Когда вышла книжечка переводов Рильке, сделанных хорошо ей знакомым и уважаемым ею человеком, она огорченно сказала, что все на месте, а великого поэта не получилось. Мы заговорили о «Реквиеме по одной женщине», в книжку не вошедшем. Я сказал, что это гениальные стихи: там и смерть героини, и она при жизни, и она воскресшая, и поэт, который просит ее не приходить… «Вот это и ужасно, — тотчас ответила Ахматова. — Это обязательное свойство гения… Она после смерти приходит к нему, а он: «Нет, простите, пожалуйста, не надо». Или Толстой в «Отце Сергии» — не замечает, что он заставляет женщину делать. Потом что–то отрубает или не отрубает — как будто мне после того, что было, это нужно. А Толстому важно только то, что там, вдали… А Достоевский! Митя Карамазов ведь настоящий убийца: он так ударяет Григория, что тот лежит с раскроенным черепом. Но гении — потому что они гении — делают так, что никто этого не замечает…» Я сказал, что если оставить лесть в стороне, то Ахматова не гений, а некий антигений… Она выслушала это без удовольствия, буркнула: «Не знаю, не знаю». Я объяснил, что употребил это определение как позитивное, по аналогии, например, с «антипротоном». «Это не означает ничего обидного, тем более дурного…» Она закончила с юмором, примирительно: «А я почти уверена, что означает, но спросить не у кого».
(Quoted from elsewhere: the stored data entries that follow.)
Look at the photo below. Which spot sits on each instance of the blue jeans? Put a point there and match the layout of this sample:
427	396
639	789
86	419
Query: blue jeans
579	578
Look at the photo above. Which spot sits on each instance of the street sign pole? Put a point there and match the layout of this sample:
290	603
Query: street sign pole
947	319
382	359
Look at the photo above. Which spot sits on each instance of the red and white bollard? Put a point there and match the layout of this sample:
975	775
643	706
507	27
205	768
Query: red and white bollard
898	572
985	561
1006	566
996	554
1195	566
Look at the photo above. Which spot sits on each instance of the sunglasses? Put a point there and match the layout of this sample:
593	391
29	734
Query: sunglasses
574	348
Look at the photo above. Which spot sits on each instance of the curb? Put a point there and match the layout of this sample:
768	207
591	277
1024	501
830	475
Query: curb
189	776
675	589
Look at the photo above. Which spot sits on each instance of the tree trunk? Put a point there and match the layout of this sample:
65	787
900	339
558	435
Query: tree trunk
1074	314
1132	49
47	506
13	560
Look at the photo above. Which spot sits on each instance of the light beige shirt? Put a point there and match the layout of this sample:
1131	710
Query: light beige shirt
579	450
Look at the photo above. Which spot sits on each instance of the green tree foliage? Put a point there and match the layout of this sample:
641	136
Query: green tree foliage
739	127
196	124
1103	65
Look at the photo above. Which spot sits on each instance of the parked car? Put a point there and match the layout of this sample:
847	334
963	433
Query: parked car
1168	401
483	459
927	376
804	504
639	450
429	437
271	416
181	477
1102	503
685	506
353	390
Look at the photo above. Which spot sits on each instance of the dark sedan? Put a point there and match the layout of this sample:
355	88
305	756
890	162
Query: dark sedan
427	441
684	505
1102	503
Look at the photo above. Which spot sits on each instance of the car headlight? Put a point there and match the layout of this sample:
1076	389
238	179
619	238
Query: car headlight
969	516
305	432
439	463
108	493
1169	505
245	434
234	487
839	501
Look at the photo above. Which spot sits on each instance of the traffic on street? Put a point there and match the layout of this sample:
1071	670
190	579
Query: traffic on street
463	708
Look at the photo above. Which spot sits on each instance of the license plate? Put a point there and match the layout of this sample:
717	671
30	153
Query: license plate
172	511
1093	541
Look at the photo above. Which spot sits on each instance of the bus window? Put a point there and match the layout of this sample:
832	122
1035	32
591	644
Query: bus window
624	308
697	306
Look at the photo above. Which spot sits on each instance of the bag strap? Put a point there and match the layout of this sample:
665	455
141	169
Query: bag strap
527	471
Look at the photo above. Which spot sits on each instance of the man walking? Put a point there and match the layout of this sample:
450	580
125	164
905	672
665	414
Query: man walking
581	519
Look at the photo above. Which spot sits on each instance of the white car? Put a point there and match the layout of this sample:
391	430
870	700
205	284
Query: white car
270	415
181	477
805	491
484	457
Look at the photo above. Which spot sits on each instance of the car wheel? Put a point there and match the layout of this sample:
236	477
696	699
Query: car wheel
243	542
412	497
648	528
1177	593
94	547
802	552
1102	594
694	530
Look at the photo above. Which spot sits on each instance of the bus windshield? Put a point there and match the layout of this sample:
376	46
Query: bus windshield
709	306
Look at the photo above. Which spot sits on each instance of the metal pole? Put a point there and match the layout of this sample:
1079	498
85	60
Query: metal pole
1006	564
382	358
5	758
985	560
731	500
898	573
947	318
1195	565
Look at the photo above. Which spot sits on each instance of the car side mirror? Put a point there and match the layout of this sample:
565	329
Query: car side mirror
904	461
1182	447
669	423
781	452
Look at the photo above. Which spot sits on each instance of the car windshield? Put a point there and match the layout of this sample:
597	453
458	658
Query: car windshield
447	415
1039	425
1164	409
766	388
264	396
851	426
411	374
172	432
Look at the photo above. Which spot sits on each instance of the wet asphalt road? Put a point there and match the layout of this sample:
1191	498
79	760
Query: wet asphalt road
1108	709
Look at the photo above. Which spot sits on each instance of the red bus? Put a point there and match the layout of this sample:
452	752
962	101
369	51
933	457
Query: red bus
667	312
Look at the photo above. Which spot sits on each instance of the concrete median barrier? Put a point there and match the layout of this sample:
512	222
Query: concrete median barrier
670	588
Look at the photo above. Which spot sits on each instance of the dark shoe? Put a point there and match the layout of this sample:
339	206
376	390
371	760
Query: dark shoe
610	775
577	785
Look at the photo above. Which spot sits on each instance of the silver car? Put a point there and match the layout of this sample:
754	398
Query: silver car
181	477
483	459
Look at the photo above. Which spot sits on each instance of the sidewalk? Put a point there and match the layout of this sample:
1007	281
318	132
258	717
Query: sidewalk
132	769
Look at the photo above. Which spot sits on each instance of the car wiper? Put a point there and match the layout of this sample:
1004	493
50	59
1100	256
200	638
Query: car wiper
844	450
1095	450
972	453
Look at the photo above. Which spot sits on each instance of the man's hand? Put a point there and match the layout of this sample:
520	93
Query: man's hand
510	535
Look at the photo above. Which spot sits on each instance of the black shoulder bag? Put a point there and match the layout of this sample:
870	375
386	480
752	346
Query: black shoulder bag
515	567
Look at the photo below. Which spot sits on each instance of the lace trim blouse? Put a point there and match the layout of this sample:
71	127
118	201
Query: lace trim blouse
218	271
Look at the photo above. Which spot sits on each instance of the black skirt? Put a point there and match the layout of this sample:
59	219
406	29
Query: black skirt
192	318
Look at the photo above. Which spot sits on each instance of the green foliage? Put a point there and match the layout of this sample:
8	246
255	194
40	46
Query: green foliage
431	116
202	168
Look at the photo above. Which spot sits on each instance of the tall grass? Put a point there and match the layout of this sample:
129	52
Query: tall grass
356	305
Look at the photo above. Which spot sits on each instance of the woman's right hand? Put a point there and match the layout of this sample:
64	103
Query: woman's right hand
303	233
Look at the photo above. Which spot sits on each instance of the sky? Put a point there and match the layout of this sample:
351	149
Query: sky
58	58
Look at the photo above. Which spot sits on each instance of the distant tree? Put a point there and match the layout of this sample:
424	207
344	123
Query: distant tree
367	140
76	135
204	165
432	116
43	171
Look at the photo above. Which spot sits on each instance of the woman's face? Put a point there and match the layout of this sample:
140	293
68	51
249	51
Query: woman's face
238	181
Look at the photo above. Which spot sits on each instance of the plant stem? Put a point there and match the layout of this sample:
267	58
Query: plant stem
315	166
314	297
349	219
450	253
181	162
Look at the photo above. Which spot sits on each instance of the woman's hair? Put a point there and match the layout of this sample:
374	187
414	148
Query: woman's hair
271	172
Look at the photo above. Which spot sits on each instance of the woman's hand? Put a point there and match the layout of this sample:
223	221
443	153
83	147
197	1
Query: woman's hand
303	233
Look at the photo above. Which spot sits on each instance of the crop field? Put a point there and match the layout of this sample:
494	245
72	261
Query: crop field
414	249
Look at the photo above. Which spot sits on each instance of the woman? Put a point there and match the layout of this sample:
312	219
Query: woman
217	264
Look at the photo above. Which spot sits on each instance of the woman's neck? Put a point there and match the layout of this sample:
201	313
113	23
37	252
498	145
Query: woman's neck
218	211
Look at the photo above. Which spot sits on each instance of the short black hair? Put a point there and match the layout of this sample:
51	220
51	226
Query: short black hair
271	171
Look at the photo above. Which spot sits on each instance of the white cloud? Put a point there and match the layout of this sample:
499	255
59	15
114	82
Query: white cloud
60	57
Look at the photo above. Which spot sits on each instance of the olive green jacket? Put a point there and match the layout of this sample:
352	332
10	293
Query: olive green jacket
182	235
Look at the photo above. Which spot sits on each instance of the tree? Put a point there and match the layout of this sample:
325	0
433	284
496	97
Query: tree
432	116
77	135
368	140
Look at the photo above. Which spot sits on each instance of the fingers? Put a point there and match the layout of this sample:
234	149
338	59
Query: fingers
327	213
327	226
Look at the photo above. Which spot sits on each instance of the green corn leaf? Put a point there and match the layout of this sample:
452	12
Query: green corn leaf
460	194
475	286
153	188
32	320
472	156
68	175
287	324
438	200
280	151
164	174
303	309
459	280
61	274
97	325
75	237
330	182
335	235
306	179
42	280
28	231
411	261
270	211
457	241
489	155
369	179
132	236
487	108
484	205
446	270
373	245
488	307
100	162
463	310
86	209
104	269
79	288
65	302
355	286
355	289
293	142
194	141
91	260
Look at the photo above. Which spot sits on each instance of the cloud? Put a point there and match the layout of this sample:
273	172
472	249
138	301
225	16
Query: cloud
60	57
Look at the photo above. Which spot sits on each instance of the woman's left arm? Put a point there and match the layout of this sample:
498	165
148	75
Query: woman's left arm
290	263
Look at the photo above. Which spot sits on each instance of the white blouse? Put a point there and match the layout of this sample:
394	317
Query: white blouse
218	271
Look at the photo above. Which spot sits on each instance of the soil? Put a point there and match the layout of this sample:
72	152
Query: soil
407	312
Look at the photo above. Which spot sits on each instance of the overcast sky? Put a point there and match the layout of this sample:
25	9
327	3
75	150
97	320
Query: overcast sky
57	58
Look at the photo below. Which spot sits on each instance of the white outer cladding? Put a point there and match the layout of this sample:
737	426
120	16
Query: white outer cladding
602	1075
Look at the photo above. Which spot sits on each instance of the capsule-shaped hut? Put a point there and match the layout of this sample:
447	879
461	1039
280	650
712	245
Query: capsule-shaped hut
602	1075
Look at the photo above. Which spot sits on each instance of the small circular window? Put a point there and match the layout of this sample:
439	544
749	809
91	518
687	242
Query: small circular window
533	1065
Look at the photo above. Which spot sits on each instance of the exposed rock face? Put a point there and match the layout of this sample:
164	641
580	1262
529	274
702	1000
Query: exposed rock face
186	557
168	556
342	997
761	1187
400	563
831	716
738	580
Надо ли говорить, что эти границы ни в самой малой мере не мешали искусству? Они пролегали внутри его, ставили ему внутренние пределы, а ни от чего не огораживали. Она говорила, что у Достоевского, если говорить строго, нет ни одного, собственно, романа, кроме «Преступления и наказания»: в остальных «главные события происходят до начала, где–то в Швейцарии, а тут уже все летит вверх тормашками, читатель задыхается, все ужасно…». И сразу прибавила: «Но вообще у настоящего прозаика — адская кухня. Они успевают написать за свою жизнь в пять раз больше того, что потом входит в полное собрание сочинений. Поэтому я не верю, что можно написать большой роман и после ничего, как Шолохов». (Может быть, к этой реплике ее подтолкнули «Дневники» Кафки, которые она в то время читала; в них под 17 декабря 1910 года запись: «То, что я так много забросил и повычеркивал, — а это я сделал почти со всем, что вообще написал в этом году, — тоже очень мешает мне при писании. Ведь это целая гора, в пять раз больше того, что я вообще когда–либо написал, и уже одной массой своей она прямо из–под пера утаскивает к себе все, что я пишу».) Она объясняла, что пушкинистика в ближайшее время вряд ли добьется сколько–нибудь значительных результатов, потому что пушкинисту, кроме чутья, таланта, трудолюбия и других обязательных для ученого качеств, необходимо еще и хорошее знание французского, английского, истории- эпохи, а такое сочетание сейчас редко. Она требовала от писателя образованности Томаса Манна и приводила в пример «Волшебную гору», правда с оговоркой, что рассуждения о времени, уступают уровню всей книги, которую она любила, как казалось, специфически лично, может быть, из–за описания быта туберкулезного санатория: я читал ее, лежа в больнице, и она сказала: «А это и есть больничное чтение».